The violence in the Niger Delta simmered down, only to be replaced towards the end of last year by tribal fighting in south east Nigeria and in the predominantly Muslim north around the ancient Islamic capital of Kano and the old British administrative centre of Kaduna. In February and in May of this year it blew up again. Fighting erupted during a demonstration called by minority Christians, angered by Muslims calling for the imposition of Sharia, Islamic criminal law, which mandates amputations for theft and stoning for adultery..

Many see a political motive in the push by northern Muslim politicians for Sharia- an attempt to undermine the southern “Christian” presidency of Obasanjo or even provide conditions for a comeback by the more northern-orientated army. “Religion is a very sharp weapon in the northern part of the country”, says Shehu Sani, a local civil rights activist. “It is being used to subvert the democratic process”. Nigerian newspapers, prone to hyping most of what they cover, have talked of the conflagration spreading out of control as it did in the mid 1960s, igniting a bloody civil war. Wole Soyinka, Nigeria’s Nobel laureate for literature told an interviewer, “the roof is already burning.
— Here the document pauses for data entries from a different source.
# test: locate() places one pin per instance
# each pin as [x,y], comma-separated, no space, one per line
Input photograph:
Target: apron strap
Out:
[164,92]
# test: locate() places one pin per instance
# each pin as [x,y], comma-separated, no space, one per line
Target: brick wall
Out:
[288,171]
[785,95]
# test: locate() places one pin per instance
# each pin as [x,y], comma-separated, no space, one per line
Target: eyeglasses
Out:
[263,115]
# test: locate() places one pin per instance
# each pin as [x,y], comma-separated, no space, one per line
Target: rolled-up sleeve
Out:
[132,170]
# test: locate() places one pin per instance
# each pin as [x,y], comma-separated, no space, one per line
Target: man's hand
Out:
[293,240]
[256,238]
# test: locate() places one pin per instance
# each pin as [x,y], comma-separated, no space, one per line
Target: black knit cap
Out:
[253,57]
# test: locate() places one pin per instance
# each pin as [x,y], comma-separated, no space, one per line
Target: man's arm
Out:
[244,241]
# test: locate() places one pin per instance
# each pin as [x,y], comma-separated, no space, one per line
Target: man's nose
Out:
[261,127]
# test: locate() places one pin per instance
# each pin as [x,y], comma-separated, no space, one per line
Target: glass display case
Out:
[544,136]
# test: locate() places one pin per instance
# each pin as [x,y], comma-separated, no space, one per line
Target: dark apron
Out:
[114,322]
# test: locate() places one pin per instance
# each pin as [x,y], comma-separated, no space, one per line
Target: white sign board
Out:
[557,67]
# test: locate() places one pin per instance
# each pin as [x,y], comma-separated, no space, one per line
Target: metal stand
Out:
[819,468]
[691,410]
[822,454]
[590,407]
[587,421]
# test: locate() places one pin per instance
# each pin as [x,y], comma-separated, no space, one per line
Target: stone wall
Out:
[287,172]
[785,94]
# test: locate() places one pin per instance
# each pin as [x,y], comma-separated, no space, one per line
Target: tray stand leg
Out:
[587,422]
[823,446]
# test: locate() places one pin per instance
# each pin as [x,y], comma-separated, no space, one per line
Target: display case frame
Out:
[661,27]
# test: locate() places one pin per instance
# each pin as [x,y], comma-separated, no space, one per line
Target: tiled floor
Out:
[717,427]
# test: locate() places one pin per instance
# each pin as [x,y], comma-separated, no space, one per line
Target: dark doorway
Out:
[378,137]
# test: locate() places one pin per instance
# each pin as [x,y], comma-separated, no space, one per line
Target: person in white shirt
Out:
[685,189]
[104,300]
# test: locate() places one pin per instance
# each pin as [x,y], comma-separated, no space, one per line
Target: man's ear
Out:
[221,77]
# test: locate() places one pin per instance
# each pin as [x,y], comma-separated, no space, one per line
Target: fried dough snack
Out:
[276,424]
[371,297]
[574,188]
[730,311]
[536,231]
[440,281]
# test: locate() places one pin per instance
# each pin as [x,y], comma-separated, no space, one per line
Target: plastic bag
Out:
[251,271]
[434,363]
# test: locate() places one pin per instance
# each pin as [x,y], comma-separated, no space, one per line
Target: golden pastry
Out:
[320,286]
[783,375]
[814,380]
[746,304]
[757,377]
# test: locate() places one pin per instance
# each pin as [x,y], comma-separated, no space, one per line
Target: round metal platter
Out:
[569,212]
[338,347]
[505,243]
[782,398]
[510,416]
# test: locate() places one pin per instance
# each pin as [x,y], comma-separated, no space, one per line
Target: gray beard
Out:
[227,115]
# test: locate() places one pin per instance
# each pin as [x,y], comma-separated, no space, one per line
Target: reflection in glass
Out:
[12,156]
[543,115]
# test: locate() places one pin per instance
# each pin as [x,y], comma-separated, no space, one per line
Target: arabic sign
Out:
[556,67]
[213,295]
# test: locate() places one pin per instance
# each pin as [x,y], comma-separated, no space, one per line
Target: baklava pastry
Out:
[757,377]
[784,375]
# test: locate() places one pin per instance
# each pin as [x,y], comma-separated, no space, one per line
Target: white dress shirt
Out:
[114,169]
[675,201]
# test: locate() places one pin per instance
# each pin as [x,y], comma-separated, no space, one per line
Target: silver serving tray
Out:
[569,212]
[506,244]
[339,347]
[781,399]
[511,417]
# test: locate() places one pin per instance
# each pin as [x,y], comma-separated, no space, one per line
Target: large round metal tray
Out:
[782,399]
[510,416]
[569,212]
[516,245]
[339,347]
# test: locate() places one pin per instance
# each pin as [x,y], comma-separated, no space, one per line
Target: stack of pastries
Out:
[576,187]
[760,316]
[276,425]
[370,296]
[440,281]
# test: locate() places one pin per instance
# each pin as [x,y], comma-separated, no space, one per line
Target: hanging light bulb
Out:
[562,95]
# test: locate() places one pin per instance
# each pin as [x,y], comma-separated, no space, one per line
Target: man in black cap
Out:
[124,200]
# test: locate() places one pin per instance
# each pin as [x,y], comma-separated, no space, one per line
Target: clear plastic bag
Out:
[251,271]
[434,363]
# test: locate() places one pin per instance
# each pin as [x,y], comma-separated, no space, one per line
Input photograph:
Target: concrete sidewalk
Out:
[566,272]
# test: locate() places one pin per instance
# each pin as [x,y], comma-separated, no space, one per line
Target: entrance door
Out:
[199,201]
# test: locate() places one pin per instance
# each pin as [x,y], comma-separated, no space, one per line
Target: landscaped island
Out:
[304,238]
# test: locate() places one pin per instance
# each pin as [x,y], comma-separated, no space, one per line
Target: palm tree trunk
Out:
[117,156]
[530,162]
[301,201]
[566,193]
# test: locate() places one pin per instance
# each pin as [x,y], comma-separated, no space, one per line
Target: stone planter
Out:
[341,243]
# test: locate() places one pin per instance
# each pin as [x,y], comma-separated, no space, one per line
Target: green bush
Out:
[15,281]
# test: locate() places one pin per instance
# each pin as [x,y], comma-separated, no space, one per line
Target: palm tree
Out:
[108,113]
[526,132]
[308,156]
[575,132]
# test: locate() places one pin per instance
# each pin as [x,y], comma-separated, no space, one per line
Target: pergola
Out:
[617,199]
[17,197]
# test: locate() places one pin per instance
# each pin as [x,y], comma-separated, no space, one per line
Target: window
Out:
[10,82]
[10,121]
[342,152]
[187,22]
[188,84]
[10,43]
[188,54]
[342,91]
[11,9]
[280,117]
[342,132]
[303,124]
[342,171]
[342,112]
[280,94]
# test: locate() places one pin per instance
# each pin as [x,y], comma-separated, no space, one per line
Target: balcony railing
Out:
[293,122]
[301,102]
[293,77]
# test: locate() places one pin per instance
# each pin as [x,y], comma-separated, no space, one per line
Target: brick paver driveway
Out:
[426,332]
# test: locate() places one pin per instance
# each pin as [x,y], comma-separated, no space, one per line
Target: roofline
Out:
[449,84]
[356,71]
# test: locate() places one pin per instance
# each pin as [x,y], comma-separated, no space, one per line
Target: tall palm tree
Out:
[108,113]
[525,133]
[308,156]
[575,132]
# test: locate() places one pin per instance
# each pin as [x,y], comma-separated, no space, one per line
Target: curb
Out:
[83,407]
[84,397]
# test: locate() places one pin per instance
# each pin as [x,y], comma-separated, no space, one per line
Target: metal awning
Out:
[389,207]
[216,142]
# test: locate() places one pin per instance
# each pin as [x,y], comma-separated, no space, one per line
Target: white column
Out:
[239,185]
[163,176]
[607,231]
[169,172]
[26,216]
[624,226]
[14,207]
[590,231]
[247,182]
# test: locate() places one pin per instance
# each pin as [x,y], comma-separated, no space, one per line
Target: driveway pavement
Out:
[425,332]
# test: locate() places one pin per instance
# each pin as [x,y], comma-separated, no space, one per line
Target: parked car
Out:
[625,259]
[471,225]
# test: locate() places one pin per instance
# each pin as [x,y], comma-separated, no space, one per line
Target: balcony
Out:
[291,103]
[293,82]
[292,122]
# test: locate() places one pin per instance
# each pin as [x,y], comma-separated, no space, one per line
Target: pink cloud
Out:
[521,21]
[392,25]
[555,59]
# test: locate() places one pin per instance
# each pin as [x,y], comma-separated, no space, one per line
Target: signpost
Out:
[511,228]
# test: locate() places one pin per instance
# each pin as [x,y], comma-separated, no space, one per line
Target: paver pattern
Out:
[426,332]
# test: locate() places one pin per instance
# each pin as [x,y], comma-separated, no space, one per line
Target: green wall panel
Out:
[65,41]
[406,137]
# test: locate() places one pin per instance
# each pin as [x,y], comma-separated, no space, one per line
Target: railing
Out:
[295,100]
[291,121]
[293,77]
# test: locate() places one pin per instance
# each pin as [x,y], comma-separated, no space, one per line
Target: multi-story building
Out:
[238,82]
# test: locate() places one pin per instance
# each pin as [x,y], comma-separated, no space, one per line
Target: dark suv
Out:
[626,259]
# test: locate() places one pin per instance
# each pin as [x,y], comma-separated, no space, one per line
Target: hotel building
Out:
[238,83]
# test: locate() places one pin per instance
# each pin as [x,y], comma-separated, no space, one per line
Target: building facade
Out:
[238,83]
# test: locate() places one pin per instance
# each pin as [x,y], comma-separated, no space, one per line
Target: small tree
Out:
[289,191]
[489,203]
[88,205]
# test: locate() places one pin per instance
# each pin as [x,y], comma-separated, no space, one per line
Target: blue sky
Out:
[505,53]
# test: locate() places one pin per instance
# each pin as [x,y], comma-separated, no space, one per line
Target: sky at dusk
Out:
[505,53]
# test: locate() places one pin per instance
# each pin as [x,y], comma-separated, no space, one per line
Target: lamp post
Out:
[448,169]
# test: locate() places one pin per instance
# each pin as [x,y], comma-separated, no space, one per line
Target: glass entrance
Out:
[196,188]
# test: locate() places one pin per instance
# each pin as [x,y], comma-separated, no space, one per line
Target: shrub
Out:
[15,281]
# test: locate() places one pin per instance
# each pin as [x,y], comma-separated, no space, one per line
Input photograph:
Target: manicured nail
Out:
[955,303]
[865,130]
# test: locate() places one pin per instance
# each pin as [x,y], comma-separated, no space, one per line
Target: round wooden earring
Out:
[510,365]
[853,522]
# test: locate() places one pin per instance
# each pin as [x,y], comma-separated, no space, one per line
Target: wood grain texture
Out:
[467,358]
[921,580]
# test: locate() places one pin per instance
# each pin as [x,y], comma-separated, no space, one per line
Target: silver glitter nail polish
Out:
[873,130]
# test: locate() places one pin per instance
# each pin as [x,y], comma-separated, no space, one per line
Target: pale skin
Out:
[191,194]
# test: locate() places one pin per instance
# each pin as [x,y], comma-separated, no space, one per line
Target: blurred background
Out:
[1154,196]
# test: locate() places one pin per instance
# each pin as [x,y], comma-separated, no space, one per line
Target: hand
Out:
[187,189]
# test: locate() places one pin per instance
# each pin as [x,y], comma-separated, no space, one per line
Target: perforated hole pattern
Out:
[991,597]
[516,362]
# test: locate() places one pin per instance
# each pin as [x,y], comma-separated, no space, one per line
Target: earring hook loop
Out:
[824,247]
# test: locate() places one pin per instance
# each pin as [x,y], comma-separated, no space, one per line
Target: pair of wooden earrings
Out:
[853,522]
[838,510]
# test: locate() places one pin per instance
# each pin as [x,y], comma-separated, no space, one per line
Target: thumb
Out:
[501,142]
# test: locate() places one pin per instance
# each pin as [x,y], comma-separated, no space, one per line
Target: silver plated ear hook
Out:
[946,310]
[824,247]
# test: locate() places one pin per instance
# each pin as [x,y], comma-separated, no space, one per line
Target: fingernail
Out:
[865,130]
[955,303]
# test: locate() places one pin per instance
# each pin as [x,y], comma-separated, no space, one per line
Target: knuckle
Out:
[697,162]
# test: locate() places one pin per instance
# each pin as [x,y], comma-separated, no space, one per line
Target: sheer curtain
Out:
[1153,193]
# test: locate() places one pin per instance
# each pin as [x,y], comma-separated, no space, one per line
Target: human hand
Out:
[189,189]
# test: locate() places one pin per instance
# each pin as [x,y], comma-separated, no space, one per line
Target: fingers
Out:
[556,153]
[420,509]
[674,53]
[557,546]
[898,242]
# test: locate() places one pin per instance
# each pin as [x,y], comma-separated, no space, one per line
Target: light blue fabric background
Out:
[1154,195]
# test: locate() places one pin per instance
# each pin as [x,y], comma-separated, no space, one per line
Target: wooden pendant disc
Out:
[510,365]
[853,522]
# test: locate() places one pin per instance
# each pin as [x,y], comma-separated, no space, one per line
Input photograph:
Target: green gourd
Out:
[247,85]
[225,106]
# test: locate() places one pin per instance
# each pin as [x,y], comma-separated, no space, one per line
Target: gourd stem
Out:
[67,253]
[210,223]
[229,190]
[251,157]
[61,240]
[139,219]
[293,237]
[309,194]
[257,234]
Obasanjo thinks it is not. He thinks that some act of accidental rain, which is an act of God or Allah, will put out the fire”.

Despite the chidings, Obasanjo seems determined to play it cool, refusing the advice of those who told him to stamp on the agitators. In a telling statement he said, “neither the Christians nor the Muslims of Kaduna need to resort to violence in defence of their positions on the Sharia issue since God, whom they both claim to worship, is quite capable of upholding his own causes.”

Obasanjo’s quiet diplomacy engineered a compromise and the northern governors agreed to hold off introducing Sharia until passions had cooled. But now some of them or their legislatures seem intent on trying once again to push it through. It remains to be seen whether the reassurances they have given that Sharia punishments will not be applied to non-Muslims will be enough to keep the resentment of the Christian half of the country under control.

This new democratic government is very much a two steps forward, one step backwards operation. Obasanjo is a gradualist, but the problems have a way of going at their own speed, which can be exceedingly fast on occasion. Meanwhile, the signs of economic recovery are slowly becoming manifest. Nigerians, who have always exhibited high levels of energy, are rearing for their country to go places. For now Obasanjo remains a popular president. If he can at least sustain a walking pace he may have a chance of putting Nigeria back on its feet.